Wolfe sees his job as more than just filling notepads; he has figured out how it adds up. After hanging around with hippies and astronauts, bankers and cops, he has concluded the same questions nag them all: What will my peers think? How am I doing? It's all about status, something "on everybody's mind all the time."
A believer that one should never exclude himself from his own theory, Wolfe is an old-fashioned striver, a Richmond, Va., native who was class president in high school and ran the student newspaper. He wanted to be a Great American Writer, in the Greatest American City: New York.
He hustled and wrote and dressed his way to the top. His apartment is a shining wonder, 12 rooms on the 14th floor of a doorman building on the Upper East Side. Depending on which way you turn your head, you could catch a view of Central Park or a lampshade in his office designed after the author's signature Panama hat. Wolfe was interviewed in what might be called a sitting room, or a TV-less living room, or a yellow room — yellow walls, yellow radiators, yellow window shutters, yellow book cases, and Wolfe's couch of choice, with its yellow corduroy design.

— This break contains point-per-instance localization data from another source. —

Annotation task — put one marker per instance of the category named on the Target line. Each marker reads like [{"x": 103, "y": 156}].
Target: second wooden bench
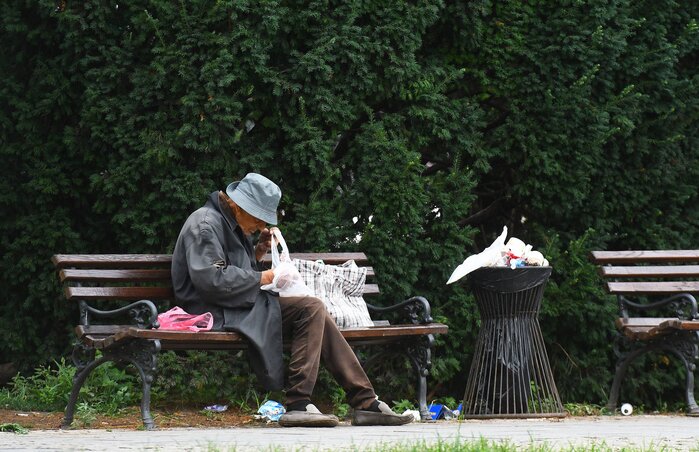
[{"x": 657, "y": 309}]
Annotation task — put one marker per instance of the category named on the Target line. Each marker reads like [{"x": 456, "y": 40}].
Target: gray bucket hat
[{"x": 256, "y": 195}]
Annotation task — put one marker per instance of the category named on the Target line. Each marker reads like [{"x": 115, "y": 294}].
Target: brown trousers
[{"x": 314, "y": 335}]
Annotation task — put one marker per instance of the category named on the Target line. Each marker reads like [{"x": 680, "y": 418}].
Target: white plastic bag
[
  {"x": 486, "y": 258},
  {"x": 287, "y": 279}
]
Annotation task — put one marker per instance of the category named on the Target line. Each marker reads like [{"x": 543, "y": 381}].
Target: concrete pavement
[{"x": 656, "y": 432}]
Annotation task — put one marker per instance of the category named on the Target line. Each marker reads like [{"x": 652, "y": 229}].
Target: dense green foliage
[{"x": 422, "y": 126}]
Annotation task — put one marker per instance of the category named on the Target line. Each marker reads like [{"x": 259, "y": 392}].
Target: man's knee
[{"x": 312, "y": 306}]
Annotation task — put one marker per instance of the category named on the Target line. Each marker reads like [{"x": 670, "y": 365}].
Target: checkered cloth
[{"x": 340, "y": 287}]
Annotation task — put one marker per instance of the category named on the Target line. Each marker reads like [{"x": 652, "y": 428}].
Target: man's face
[{"x": 249, "y": 224}]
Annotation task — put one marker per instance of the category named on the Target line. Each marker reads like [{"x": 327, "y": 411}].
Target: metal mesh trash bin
[{"x": 510, "y": 375}]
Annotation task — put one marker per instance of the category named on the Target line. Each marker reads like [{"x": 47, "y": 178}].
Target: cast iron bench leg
[
  {"x": 143, "y": 354},
  {"x": 420, "y": 355},
  {"x": 686, "y": 350},
  {"x": 84, "y": 370}
]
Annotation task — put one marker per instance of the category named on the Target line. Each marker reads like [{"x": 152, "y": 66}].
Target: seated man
[{"x": 215, "y": 269}]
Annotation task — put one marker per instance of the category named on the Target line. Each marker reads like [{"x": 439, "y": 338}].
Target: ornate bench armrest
[
  {"x": 416, "y": 309},
  {"x": 683, "y": 305},
  {"x": 143, "y": 313}
]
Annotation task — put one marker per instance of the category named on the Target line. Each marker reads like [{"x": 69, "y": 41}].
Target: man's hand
[
  {"x": 264, "y": 244},
  {"x": 267, "y": 277}
]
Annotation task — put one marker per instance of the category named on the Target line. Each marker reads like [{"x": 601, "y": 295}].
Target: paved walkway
[{"x": 645, "y": 432}]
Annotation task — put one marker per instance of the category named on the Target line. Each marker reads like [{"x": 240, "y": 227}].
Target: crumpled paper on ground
[{"x": 271, "y": 411}]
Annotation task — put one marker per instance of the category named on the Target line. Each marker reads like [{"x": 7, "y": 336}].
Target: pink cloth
[{"x": 177, "y": 319}]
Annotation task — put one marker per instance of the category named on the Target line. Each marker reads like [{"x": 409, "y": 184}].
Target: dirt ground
[{"x": 130, "y": 418}]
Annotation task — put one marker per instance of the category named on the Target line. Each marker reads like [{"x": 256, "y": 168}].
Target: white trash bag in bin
[
  {"x": 486, "y": 258},
  {"x": 287, "y": 279}
]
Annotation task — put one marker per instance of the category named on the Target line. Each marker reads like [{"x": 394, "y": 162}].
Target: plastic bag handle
[{"x": 277, "y": 239}]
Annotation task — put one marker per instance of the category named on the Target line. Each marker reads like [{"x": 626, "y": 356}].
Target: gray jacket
[{"x": 214, "y": 270}]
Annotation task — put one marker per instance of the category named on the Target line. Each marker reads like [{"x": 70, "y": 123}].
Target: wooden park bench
[
  {"x": 131, "y": 285},
  {"x": 658, "y": 311}
]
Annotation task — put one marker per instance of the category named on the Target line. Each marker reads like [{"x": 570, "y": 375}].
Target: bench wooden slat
[
  {"x": 135, "y": 275},
  {"x": 652, "y": 288},
  {"x": 111, "y": 260},
  {"x": 650, "y": 271},
  {"x": 642, "y": 321},
  {"x": 686, "y": 325},
  {"x": 638, "y": 256},
  {"x": 104, "y": 336},
  {"x": 145, "y": 293},
  {"x": 118, "y": 293}
]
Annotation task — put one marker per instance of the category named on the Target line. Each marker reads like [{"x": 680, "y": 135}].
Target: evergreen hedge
[{"x": 422, "y": 127}]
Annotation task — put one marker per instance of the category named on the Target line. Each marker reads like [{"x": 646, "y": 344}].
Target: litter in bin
[
  {"x": 216, "y": 408},
  {"x": 271, "y": 411},
  {"x": 514, "y": 254},
  {"x": 439, "y": 411},
  {"x": 626, "y": 409},
  {"x": 415, "y": 413}
]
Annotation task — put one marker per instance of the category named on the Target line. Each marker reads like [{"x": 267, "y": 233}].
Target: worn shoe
[
  {"x": 312, "y": 417},
  {"x": 380, "y": 414}
]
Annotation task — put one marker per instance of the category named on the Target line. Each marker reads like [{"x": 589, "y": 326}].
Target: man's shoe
[
  {"x": 380, "y": 414},
  {"x": 312, "y": 417}
]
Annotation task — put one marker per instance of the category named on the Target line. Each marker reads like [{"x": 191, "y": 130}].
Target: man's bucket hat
[{"x": 256, "y": 195}]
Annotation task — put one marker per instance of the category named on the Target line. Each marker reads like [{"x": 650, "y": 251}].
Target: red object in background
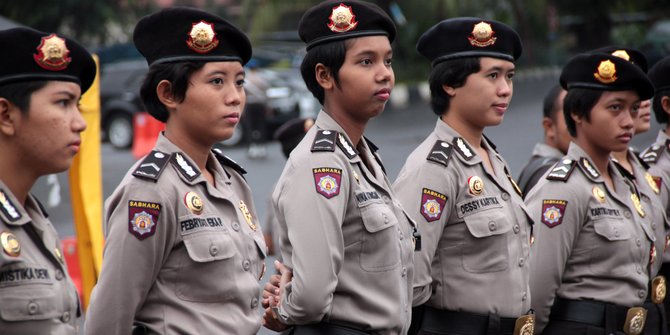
[{"x": 145, "y": 133}]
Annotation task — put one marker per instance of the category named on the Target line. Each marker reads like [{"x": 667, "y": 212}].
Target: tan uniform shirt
[
  {"x": 475, "y": 239},
  {"x": 592, "y": 243},
  {"x": 344, "y": 234},
  {"x": 182, "y": 256},
  {"x": 37, "y": 295}
]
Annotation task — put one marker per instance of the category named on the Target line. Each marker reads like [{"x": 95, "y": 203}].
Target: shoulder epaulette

He's been a novelist for 30 years, but he is also defined as a founder of the "New Journalism," the now standard art of applying the techniques of fiction — dialogue, scene setting, rich, descriptive language — to nonfiction. His peers have included Jimmy Breslin, Gay Talese and the late Nora Ephron. His current favorites include Mark Bowden, best known for "Black Hawk Down," and "Moneyball" author Michael Lewis.
"He is one of my heroes," says Lewis, who has been reading Wolfe since he was a boy. "He led the way in showing how much could be crammed into a work of nonfiction."
Wolfe is the least sedentary of writers and seeing him walk gamely around his apartment makes you wonder if he wasn't ready for one of those quiet, introspective novels he so despises. But the ideas keep coming. Wolfe says he has at least six projects to keep him busy, including a nonfiction book on Charles Darwin and other evolutionary theorists and a fictional return to New York.
"There are still so many things I don't know about the city and I'd just like to see what's out there," he says. "The Latin American population has increased enormously since 'Bonfire' and Wall Street has changed enormously. I'll follow my usual technique of just taking in a scene and seeing what I find."